All that changed with a single opinion piece published by Bloomberg last month, “Hey, Mueller, You Should Check Out Iceland.” In this article, Timothy L. O’Brien makes a compelling case for why Special Counsel Robert Mueller should look into Iceland’s shady financial past for clues that could tie the Trump administration to Russian oligarchs.
The main thrust of the article concerns property developer Bayrock Group and Felix Sater, “a Bayrock principal who was a career criminal with American and Russian mob ties and who has remained in the Trump orbit,” O’Brien writes, and who “helped reel in funds of murky origin that Bayrock and Trump used for projects such as the Trump Soho hotel in Manhattan.” As O’Brien also points out, one of Bayrock’s largest financial backers was the now-defunct Icelandic investment bank FL Group.
Every Icelander knows the major points of the story of FL Group. They owned enormous stakes in one of Iceland’s three major banks, and the investment company itself was run disgraced tycoon Jón Ásgeir Jóhannesson. They siphoned in all kinds of money from all Iceland’s banks to invest in all kinds of ventures, including Bayrock.
In fairness, it bears emphasising that no one has found any hard connections between Russian oligarchs and FL Group. But O’Brien recounts that when he spoke with renowned corruption hunter Eva Joly, she noted that vast sums of money were “washing in and out” of Icelandic banks before the 2008 crash which have largely gone unaccounted for.

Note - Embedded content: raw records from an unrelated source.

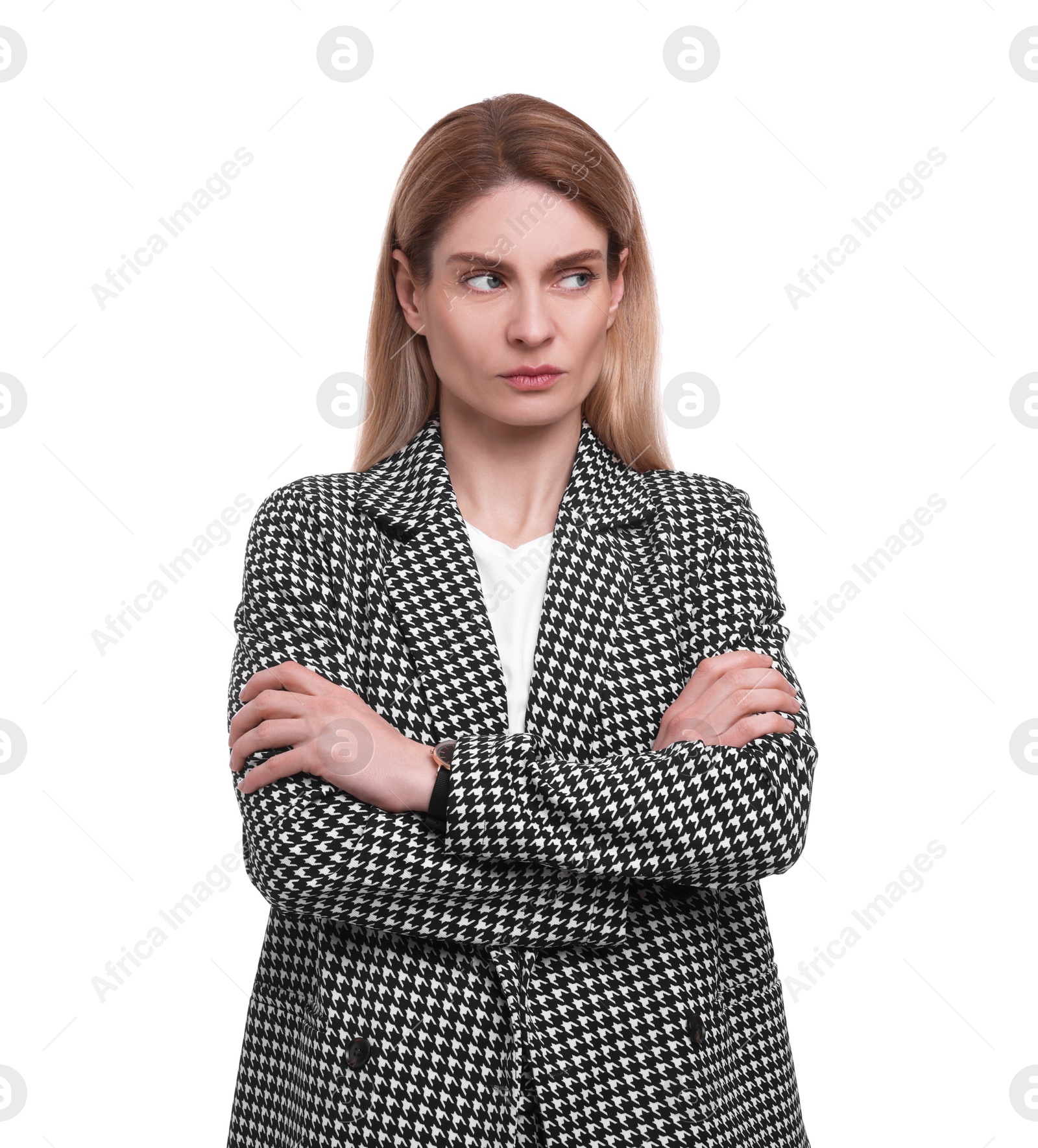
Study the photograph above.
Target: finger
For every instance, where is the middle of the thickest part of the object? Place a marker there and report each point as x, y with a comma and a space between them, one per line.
744, 684
753, 726
742, 703
267, 705
268, 735
289, 675
282, 765
711, 669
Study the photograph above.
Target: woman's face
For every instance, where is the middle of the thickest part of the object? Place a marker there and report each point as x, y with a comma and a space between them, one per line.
518, 283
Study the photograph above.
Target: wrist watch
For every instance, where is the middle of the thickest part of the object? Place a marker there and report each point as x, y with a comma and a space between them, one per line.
444, 754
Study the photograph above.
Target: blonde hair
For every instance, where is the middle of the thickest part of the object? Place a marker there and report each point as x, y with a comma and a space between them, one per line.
463, 156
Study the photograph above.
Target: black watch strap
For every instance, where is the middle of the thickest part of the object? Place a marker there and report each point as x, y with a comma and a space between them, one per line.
438, 802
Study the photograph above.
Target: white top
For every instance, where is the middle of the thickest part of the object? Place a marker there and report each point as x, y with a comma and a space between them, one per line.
514, 580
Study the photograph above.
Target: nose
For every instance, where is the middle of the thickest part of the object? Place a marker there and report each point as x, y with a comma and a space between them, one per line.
531, 320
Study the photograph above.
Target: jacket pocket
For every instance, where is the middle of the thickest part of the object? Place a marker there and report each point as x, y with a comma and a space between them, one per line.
760, 1082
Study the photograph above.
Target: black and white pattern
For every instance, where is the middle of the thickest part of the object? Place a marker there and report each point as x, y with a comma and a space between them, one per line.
592, 918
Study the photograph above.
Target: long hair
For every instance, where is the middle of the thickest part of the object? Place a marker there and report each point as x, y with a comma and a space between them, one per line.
465, 155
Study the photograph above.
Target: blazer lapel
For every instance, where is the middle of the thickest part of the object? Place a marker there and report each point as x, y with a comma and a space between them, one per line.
604, 544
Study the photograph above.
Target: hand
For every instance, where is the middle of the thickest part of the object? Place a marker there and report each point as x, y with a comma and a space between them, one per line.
729, 702
333, 734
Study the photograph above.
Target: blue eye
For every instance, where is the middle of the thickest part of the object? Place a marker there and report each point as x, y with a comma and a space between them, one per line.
483, 274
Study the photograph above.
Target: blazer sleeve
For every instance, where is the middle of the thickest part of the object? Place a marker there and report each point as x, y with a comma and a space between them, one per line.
313, 848
690, 813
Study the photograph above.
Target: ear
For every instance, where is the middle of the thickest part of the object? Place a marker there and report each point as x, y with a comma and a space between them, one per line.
407, 289
617, 291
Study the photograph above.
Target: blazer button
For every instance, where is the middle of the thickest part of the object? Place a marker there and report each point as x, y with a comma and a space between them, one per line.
359, 1049
696, 1030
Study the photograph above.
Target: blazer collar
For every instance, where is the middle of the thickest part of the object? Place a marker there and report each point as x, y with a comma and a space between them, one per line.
410, 492
431, 580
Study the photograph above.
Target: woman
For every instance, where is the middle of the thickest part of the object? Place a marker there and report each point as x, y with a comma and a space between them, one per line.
559, 937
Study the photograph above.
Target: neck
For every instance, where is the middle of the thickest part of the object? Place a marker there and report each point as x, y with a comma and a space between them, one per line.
508, 480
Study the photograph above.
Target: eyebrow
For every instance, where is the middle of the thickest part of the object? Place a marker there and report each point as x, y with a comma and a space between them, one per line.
566, 261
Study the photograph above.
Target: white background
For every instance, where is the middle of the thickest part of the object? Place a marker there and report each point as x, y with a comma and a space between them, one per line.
841, 417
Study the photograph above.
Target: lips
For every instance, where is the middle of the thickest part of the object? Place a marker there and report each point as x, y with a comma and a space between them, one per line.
533, 378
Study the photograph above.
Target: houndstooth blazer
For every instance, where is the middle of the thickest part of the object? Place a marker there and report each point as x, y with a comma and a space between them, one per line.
590, 918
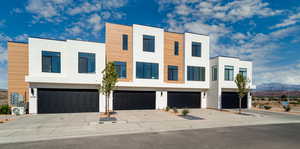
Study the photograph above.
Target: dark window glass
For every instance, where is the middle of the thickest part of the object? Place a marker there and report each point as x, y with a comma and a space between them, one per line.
243, 72
148, 43
86, 62
176, 47
120, 68
146, 70
125, 42
50, 61
196, 49
196, 73
214, 73
172, 73
229, 70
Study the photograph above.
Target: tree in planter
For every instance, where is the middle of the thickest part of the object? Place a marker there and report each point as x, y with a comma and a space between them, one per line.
109, 80
242, 84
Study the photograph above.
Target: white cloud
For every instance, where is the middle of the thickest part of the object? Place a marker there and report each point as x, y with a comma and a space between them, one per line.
21, 38
291, 20
49, 10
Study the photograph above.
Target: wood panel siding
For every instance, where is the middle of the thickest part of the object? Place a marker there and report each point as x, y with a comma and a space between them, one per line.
17, 69
170, 58
114, 49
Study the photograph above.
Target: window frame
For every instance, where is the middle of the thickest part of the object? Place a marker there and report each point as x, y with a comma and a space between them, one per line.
148, 40
91, 63
176, 48
124, 42
230, 69
172, 73
192, 72
243, 72
194, 51
142, 73
214, 71
123, 70
52, 55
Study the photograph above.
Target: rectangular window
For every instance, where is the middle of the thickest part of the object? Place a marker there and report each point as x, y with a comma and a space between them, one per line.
229, 73
243, 72
120, 68
125, 41
196, 73
146, 70
148, 43
214, 73
86, 62
196, 49
50, 61
172, 72
176, 48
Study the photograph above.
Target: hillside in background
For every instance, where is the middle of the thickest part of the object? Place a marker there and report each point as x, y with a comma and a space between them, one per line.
276, 90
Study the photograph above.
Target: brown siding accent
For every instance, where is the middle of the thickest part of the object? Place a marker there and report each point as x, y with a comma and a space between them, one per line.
114, 50
170, 58
17, 69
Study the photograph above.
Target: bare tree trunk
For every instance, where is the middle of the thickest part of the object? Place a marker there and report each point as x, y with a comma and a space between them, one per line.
240, 110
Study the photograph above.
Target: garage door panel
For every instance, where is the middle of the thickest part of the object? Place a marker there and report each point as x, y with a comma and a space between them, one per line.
184, 99
230, 100
133, 100
67, 101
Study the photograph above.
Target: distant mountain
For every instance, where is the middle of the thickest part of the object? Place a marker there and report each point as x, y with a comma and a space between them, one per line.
277, 87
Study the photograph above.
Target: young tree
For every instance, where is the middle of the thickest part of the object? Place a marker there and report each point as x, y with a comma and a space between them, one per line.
109, 80
243, 88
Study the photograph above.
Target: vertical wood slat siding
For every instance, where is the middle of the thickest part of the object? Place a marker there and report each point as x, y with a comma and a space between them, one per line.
170, 58
114, 49
17, 69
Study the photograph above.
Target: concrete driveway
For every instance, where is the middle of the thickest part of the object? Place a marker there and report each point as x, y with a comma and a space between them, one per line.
58, 126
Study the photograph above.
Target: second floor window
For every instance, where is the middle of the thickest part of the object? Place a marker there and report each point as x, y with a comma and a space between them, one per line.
125, 41
229, 73
176, 48
243, 72
86, 62
146, 70
196, 49
120, 68
214, 70
195, 73
50, 61
148, 43
172, 73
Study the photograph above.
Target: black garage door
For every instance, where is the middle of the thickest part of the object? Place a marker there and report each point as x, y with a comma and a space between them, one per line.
230, 100
67, 101
184, 99
133, 100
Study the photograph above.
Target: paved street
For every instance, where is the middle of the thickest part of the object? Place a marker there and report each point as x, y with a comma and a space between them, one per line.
61, 126
244, 137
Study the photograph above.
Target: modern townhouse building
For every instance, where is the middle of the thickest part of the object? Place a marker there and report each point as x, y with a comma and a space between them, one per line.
156, 69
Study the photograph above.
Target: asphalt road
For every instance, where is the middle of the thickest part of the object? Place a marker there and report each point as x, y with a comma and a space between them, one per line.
246, 137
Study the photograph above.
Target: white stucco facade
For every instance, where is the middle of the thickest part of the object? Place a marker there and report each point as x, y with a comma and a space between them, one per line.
221, 85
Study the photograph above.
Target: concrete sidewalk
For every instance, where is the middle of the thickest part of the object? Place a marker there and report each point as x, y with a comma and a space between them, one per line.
57, 126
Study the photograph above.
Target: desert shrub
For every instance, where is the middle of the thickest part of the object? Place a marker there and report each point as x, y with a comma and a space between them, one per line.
175, 110
167, 108
267, 107
185, 112
287, 108
254, 104
5, 109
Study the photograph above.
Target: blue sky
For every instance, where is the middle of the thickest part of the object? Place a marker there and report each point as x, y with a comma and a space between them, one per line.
266, 32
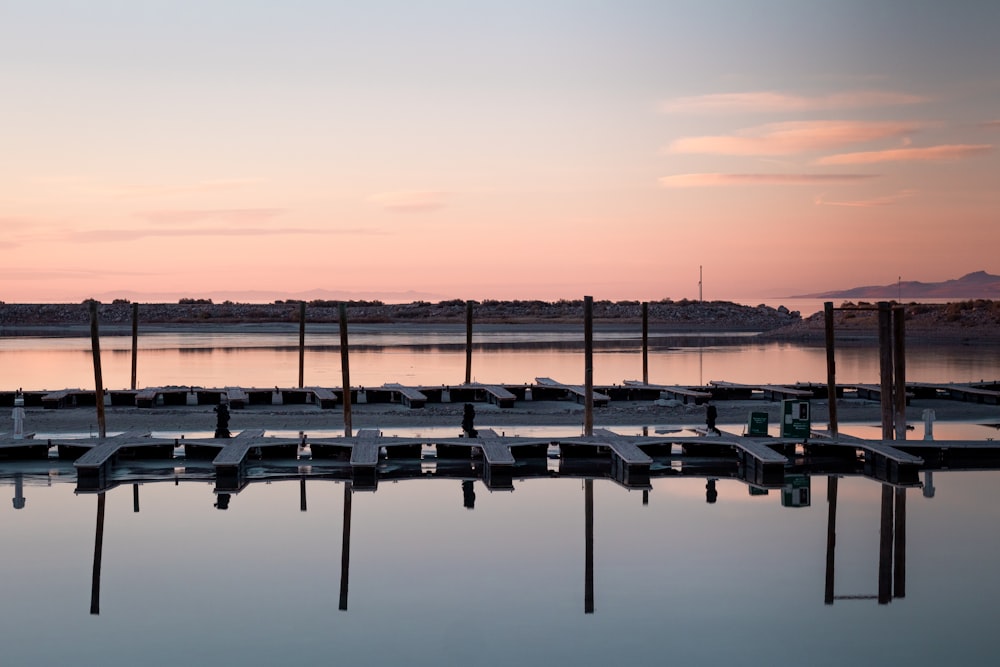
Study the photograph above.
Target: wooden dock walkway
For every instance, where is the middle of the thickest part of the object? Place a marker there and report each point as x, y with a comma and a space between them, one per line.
677, 392
576, 391
364, 452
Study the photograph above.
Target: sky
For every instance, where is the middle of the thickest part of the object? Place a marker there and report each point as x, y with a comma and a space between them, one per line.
523, 149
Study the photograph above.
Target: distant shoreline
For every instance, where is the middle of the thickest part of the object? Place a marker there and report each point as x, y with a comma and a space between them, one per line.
975, 321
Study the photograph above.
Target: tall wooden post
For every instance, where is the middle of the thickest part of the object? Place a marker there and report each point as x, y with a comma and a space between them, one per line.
345, 369
468, 342
302, 344
95, 580
588, 365
645, 342
135, 342
345, 548
95, 343
588, 569
831, 368
885, 368
899, 363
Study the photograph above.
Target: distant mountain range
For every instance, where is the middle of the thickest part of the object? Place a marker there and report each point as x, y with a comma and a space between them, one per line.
976, 285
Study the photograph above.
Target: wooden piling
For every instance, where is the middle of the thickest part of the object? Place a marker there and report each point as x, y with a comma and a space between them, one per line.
645, 342
135, 343
899, 365
588, 365
885, 368
831, 369
468, 342
95, 343
302, 344
345, 369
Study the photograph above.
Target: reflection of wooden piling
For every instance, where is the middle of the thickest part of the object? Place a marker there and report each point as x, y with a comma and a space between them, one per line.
345, 369
588, 365
645, 342
135, 342
95, 583
831, 368
885, 368
831, 537
345, 549
885, 547
899, 368
899, 559
95, 343
302, 344
468, 342
588, 582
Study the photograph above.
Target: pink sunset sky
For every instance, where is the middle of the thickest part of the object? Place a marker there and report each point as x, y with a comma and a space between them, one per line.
508, 150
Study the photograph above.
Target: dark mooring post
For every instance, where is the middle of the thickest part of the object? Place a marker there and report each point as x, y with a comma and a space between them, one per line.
831, 538
468, 342
588, 365
899, 364
588, 582
95, 581
645, 342
95, 343
831, 368
345, 369
135, 342
899, 559
885, 547
302, 344
885, 367
345, 548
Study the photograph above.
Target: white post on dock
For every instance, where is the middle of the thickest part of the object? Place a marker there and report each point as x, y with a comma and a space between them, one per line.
95, 342
302, 344
345, 370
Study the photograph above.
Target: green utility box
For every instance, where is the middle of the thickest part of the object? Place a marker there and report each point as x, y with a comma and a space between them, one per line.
795, 419
757, 425
796, 492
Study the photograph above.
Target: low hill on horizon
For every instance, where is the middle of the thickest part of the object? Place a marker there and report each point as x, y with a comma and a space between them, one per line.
975, 285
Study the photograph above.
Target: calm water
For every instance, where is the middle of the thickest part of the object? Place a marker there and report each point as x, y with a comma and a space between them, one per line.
742, 580
436, 355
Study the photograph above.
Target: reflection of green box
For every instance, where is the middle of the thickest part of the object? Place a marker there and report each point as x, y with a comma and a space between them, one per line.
796, 492
757, 424
795, 419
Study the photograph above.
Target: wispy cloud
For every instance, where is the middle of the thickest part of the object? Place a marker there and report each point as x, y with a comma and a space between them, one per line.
121, 235
943, 153
142, 191
792, 137
771, 101
410, 200
888, 200
232, 215
718, 179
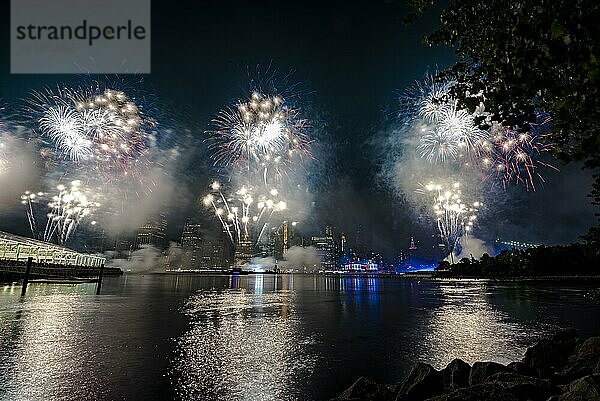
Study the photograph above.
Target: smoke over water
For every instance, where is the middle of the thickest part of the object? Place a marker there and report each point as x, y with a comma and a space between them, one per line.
297, 257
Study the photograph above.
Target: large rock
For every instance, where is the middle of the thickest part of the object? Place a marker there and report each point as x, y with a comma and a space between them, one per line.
585, 389
456, 374
525, 388
520, 368
364, 389
480, 392
549, 356
422, 382
584, 361
482, 370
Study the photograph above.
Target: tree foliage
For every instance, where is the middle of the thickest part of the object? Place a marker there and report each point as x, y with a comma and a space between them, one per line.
572, 260
521, 55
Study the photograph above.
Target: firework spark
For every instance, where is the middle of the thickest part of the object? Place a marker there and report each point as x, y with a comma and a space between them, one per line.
66, 211
260, 134
455, 216
98, 129
245, 213
513, 156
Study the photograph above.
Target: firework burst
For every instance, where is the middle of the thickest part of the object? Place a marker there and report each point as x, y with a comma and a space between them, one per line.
512, 156
454, 214
93, 128
260, 134
245, 213
67, 209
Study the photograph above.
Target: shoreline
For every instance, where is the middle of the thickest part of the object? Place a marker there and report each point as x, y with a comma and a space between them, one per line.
406, 276
560, 368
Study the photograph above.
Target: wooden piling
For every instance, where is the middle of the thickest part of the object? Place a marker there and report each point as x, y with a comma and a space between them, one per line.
100, 279
27, 273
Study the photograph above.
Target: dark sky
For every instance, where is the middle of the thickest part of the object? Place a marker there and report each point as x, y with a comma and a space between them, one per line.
350, 56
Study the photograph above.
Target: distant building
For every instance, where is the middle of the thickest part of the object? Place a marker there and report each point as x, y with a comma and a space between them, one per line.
191, 245
282, 239
244, 250
153, 232
214, 254
325, 247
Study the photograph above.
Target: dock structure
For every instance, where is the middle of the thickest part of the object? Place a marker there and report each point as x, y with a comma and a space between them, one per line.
16, 248
46, 260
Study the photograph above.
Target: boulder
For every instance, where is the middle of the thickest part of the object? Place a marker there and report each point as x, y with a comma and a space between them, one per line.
525, 388
456, 374
422, 382
364, 389
584, 361
585, 389
520, 368
550, 356
482, 370
480, 392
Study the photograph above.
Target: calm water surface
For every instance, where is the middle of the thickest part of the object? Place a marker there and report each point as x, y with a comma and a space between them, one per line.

“There was a huge amount of money that came into these banks that wasn’t entirely explained by central bank lending,” O’Brien recounts her saying. “Only Mafia-like groups fill a gap like that.”
O’Brien cites other whispers, hints, and insinuations from various other sources, but nothing constituting hard evidence. As it’s newsworthy nonetheless, the Icelandic media has picked up on this, and it’s very likely making people nervous; most definitely, the kind of people who were hoping that the post-crash investigations were done and over with, with all their skeletons resolutely buried in the back of the closet.
All this may end up being a foregone conclusion anyway. As O’Brien himself admits, hard evidence when it comes to Russian oligarch connections to Iceland are very hard to come by. They’ll likely be even harder to come by some ten years after the fact. His column nonetheless strikes a nerve with us, and is a sober reminder that in this connected world, there are no islands.